In December, Avanan researchers discovered a new phishing attack that involves sending a plain text email with malformed URLs to bypass the URL protection and rewriting features of email security solutions. We named this method the SLINKIFY attack

Avanan and Check Point provide complete protection, while Microsoft Defender and Proofpoint allow the end-user to receive the email and potentially click on the malicious link. Because the links have not been rewritten, the user goes directly to the phishing site.

Check Point Researchers, over a month since the initial release of the report, have re-created the attack, this time specifically against Microsoft Defender. 

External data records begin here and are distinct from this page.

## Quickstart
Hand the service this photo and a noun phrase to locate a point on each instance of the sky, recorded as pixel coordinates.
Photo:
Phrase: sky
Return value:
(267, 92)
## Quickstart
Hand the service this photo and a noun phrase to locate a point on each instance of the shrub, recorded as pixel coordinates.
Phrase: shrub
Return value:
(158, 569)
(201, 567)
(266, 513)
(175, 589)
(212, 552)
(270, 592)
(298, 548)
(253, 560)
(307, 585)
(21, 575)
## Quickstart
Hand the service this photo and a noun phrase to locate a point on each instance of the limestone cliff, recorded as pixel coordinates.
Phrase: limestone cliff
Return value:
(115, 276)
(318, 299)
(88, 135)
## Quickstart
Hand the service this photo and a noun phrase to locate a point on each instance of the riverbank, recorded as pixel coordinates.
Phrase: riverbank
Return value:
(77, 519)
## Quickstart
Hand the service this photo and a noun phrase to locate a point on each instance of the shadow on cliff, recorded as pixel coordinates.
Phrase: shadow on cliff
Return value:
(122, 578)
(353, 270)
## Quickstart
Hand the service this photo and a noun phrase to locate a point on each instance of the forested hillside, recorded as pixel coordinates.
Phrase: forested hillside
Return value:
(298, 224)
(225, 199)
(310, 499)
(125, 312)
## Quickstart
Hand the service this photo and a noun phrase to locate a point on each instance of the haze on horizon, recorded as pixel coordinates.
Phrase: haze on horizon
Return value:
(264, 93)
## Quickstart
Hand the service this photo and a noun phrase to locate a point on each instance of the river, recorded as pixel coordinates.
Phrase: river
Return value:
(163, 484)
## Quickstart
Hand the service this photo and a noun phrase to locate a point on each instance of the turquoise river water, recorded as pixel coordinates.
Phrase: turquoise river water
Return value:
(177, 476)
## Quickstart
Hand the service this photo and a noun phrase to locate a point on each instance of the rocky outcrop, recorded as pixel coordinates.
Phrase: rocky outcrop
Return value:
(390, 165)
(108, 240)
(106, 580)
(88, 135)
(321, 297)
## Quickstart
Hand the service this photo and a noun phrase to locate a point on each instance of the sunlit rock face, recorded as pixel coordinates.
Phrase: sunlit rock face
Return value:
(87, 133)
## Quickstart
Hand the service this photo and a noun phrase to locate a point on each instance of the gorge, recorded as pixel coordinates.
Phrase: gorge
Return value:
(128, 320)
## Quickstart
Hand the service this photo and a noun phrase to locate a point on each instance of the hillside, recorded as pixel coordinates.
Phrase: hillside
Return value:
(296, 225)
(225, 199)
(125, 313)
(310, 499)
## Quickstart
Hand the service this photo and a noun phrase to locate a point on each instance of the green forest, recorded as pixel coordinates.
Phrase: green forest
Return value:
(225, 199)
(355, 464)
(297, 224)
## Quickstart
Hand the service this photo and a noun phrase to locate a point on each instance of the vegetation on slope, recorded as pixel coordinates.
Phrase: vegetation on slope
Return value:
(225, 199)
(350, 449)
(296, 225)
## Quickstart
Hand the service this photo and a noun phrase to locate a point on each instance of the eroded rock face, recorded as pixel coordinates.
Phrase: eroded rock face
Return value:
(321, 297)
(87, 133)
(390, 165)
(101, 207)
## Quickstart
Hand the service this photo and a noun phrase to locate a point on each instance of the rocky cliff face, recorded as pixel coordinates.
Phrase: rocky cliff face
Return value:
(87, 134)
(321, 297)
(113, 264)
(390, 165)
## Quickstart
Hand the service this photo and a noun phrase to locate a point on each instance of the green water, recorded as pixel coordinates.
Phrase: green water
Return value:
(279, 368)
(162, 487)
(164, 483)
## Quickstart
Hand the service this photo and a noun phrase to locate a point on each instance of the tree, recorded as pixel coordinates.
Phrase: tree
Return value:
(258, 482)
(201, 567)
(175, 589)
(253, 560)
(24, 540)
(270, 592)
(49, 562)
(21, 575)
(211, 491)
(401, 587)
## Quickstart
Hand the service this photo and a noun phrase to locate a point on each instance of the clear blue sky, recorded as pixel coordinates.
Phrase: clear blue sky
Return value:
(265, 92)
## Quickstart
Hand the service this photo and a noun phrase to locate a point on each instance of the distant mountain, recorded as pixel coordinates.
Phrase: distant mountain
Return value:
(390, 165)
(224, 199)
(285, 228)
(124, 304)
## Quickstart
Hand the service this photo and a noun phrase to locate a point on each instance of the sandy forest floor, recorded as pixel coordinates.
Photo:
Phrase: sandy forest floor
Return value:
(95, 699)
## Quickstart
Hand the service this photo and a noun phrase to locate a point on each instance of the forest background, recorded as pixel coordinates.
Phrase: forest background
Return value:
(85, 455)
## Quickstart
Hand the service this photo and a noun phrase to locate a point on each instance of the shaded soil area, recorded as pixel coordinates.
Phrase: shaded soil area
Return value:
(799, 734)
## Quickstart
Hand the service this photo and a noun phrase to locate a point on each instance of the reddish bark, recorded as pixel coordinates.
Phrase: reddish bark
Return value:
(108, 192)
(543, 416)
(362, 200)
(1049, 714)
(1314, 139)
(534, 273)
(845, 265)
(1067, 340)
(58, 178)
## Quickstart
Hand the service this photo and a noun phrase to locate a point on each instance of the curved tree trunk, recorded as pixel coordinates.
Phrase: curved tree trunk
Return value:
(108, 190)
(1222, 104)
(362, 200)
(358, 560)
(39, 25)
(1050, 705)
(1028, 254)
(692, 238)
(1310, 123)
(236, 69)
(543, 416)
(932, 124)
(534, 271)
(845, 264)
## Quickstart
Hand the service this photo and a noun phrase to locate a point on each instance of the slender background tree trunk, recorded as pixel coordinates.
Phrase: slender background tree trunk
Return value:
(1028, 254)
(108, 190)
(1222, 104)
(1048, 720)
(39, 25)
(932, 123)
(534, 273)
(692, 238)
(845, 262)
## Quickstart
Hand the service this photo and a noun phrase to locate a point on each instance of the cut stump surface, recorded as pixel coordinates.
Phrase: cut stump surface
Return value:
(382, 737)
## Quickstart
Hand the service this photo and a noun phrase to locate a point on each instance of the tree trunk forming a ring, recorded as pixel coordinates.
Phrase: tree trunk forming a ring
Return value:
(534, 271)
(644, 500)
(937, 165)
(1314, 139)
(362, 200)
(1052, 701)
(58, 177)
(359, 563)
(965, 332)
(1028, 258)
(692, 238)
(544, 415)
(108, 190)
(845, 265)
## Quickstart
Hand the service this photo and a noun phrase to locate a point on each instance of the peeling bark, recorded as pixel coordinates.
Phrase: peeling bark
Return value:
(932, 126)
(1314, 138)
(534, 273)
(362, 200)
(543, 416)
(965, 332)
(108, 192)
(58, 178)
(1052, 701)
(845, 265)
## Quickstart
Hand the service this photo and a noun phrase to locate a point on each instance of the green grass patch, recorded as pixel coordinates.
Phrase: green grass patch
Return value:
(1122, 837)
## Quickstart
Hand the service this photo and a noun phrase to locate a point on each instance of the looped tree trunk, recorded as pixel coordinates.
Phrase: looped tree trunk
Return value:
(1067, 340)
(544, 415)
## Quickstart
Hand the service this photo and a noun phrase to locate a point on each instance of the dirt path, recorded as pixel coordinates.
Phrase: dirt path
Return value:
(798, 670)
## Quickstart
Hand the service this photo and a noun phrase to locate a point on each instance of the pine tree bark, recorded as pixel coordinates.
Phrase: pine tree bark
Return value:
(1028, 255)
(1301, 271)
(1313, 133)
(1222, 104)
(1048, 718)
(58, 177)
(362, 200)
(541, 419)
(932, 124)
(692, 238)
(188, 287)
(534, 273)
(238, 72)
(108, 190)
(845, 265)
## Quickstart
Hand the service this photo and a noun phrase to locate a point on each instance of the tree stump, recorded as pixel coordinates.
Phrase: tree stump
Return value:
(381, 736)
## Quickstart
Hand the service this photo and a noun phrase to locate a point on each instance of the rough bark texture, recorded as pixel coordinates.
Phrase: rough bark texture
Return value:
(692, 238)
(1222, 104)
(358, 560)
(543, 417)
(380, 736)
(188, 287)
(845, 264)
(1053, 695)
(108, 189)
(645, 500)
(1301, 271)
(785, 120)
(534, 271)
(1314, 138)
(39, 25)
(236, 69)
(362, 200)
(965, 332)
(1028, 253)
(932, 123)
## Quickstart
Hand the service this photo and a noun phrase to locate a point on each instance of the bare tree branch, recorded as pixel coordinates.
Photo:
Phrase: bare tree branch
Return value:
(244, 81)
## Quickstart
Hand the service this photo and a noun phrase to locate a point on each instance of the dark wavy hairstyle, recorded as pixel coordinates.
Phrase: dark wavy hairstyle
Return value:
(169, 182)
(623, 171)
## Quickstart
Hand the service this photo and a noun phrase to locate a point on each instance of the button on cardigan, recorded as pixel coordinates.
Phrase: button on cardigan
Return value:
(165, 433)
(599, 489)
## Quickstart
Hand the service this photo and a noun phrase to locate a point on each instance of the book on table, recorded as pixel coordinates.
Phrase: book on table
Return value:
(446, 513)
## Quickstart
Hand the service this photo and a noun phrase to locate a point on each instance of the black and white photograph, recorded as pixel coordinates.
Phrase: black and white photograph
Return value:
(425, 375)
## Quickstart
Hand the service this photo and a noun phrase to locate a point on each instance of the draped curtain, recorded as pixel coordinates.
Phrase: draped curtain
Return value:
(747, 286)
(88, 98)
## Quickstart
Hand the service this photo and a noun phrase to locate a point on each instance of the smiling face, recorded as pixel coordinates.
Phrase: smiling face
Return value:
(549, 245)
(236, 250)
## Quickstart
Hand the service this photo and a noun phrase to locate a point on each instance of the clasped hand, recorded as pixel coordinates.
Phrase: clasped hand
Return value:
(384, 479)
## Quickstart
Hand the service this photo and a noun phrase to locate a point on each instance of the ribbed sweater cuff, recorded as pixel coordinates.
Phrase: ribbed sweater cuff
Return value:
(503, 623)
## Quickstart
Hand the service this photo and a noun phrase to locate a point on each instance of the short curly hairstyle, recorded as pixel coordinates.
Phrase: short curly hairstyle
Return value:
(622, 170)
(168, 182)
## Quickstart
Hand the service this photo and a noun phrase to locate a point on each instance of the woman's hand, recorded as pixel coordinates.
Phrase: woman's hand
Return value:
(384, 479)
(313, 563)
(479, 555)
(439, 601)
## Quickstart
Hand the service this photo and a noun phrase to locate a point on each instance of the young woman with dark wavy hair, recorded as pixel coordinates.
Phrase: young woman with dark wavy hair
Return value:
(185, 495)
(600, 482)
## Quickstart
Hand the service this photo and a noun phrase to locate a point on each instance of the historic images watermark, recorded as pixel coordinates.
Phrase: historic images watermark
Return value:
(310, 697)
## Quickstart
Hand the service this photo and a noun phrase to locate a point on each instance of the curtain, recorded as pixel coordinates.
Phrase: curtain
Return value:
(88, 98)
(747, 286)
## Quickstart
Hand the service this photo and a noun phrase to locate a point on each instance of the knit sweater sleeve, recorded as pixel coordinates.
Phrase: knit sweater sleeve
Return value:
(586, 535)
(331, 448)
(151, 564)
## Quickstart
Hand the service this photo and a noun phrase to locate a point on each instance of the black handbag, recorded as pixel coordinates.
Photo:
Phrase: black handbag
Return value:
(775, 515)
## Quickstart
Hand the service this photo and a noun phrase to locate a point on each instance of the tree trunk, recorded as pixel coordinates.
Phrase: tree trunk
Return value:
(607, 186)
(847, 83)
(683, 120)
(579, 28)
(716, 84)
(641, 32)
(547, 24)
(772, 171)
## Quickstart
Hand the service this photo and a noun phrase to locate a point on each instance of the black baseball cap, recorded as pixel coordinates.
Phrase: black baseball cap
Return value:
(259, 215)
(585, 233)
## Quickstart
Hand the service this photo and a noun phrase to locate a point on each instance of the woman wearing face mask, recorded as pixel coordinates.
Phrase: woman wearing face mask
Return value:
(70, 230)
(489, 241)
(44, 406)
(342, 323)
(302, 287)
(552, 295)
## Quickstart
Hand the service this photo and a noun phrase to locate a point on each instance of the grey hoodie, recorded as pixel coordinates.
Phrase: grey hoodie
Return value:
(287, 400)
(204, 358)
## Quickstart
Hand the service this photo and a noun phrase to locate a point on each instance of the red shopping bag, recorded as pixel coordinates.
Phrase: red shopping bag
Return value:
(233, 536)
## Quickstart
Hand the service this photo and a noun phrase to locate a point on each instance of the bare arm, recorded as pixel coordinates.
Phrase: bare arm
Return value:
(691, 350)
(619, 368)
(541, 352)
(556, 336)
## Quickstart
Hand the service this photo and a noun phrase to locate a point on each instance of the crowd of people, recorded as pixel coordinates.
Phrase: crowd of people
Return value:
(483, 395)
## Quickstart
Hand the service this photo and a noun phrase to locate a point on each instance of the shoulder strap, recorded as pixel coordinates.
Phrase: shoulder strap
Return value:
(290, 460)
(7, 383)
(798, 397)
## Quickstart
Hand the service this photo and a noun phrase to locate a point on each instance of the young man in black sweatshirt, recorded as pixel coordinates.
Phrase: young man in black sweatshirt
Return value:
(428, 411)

Here's how it works in action. 

Step 1: The Verified Phishing Link

For this attack to be worthwhile to hackers, the phishing link has to be verified and actually work. In this case, the link is certainly phishing:

phish

Step 2: Sending an email 

The email is sent to a Microsoft-protected address. As discussed in the original research, it uses a malformed link. That includes "gluing" a non-alphanumeric character to the URL. (In this case, it's a parenthesis.) This confuses the scanner into thinking there is no URL at all.

email

Step 3:  Microsoft Can't Identify the Link

Because the link is malformed, Microsoft doesn't identify it as malicious. This leaves users exposed.

threat

Step 4: The User is Directed to Phishing Link

Since the URL wasn't rewritten, when the user clicks, they go straight to a phishing site:

site

How Avanan and Harmony Protect Against This Method

Avanan takes a holistic approach. By noticing that there's a suspicious subject, and encoded email content, as well as links to low-traffic sites and insignificant historical reputation sender, we know this is phishing and block it.